I felt that Jenny – with her innocence, naiveté and idealism (and that of her two roommates) – could be a fresh character in a literary world sometimes crowded with cynicism. While not everyone would identify with the girls’ belief in “The One,” many would relate to Jenny’s feelings dealing with a long-distance relationship, especially when other appealing men enter her life.

Through Jenny’s story, I wanted to show that even (and maybe, especially) for young people on the threshold of adulthood…

…love is possible and important, and that it’s okay not to want to “do life” alone, and to want to go through life with – and to love – another.

Behind the Scenes:

Lots of things happened while I wrote the book…

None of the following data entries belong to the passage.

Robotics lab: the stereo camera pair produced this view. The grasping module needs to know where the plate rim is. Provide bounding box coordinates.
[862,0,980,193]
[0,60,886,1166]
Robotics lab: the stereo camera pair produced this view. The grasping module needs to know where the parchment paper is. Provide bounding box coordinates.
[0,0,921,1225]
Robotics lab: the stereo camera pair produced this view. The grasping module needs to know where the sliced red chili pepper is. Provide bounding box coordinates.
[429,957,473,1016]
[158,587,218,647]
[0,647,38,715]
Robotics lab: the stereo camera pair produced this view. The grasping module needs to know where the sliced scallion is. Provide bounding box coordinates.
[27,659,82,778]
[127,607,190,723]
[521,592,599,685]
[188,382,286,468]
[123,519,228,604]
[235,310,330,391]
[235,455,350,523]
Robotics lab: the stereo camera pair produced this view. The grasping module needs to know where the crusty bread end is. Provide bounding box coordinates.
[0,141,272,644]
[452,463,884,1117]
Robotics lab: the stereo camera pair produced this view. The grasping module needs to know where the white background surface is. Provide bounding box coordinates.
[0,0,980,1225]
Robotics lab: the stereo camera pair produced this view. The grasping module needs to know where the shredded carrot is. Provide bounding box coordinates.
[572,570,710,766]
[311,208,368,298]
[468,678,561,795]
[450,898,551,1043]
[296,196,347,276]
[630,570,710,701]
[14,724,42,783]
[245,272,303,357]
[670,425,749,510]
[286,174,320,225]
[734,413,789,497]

I got lots of feedback on different drafts of the story from my Writers Critique Group, several beta-readers, and some interested literary agents. I took all their advice to heart and revised the novel many, many times. I connected with one of the readers, who turned out to be the most helpful, through the friend of a friend.

Before I finished the novel, though, I took a break from writing/revising because one of my sons, age 19, was diagnosed with a brain tumor in May 2010. He had two surgeries and 5 weeks of radiation therapy and was able to go back to college as a sophomore that fall. His second surgery was performed at Duke University Hospital by the renowned neurosurgeon Dr. Allan H. Friedman.

My son faced his illness with courage, strength and hope, and cheered me on in my writing. He is now cancer-free and involved with raising funds for cancer research at his university, and he will graduate later this year.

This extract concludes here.